Michael Ledeen's take:
ML: He said: "I never met a stupid person in the agency. Or an assassin. Or a Republican... They were, at least in the operations side where I was...wall-to-wall knee-jerk liberals. And they were befuddled that the left outside the agency regarded them as some sort of right-wing threat. Because they were the absolute opposite, in their own politics."

JJA: Of course. I mean, they all came from Yale, which didn't exactly preach Social Darwinism. And then remember that during the McCarthy purges, any leftist at State who could get to CIA, jumped, and Allen Dulles protected them all. In the Fifties and early Sixties, the State Department was much more hard-line than the agency.

ML: Well, I think they've caught up by now...

JJA: No doubt, no doubt. I see where you're going.

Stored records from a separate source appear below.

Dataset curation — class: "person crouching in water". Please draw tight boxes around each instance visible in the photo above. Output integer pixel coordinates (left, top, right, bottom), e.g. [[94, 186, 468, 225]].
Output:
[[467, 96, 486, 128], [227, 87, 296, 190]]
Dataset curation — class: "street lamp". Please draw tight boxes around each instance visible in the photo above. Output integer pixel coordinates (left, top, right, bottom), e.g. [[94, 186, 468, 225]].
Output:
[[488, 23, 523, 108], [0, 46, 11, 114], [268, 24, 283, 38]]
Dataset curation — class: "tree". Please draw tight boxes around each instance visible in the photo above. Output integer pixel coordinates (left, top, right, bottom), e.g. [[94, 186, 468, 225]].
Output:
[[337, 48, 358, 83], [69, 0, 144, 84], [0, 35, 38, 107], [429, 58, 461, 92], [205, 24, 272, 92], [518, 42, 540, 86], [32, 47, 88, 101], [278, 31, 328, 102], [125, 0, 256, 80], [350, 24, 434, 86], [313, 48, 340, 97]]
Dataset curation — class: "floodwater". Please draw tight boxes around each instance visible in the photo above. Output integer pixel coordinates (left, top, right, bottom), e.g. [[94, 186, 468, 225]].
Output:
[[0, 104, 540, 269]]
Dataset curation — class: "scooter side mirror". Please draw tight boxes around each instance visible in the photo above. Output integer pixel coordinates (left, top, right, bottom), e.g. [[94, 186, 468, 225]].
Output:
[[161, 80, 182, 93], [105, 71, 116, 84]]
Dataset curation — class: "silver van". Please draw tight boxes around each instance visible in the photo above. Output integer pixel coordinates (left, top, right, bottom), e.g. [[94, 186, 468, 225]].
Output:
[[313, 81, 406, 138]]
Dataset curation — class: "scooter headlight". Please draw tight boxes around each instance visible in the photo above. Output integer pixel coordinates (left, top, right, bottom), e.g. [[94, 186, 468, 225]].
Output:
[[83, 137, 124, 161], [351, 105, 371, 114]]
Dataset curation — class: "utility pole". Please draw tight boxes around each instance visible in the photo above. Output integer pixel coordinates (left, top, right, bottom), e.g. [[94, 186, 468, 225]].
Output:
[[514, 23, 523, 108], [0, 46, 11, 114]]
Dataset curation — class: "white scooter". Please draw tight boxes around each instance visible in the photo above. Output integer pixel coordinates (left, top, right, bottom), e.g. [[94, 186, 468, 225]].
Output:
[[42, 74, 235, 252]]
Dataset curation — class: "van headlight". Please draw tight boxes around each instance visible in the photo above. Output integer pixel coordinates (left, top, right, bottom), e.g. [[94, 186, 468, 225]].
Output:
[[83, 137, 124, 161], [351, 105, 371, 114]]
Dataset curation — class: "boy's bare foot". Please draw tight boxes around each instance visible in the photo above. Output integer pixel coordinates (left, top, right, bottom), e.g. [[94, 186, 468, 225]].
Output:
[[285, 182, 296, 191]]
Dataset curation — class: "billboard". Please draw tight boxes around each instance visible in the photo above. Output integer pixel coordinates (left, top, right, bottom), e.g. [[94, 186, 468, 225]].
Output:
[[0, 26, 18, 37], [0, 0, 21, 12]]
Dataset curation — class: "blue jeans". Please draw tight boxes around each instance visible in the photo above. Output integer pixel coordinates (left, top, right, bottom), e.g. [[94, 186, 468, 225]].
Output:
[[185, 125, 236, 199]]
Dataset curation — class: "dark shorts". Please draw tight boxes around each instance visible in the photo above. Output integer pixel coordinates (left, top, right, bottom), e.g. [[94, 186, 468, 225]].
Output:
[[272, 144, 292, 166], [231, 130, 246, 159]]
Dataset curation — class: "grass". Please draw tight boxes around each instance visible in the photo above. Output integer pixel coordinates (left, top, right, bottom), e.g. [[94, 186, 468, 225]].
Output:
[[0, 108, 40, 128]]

ML: Yes, I'm sure you do. The CIA didn't like Bush very much; they wanted him out. He was very reluctant to believe that at the beginning, but he worked it out, didn't he?

JJA: It was probably the Plame Affair that clinched it. I can't ever remember the director of central intelligence pulling a stunt like that: asking the criminal division of Justice to investigate a leak at the White House.

ML: Yeah, exactly. Richard Helms once told me that they'd investigated some leaks, and invariably found that they had come from the top guys, and so the investigation ended right there.

JJA: Right. I was involved in a couple of those investigations. Helms was right.

ML: So the call for the Plame investigation was an attempted political assassination, so to speak.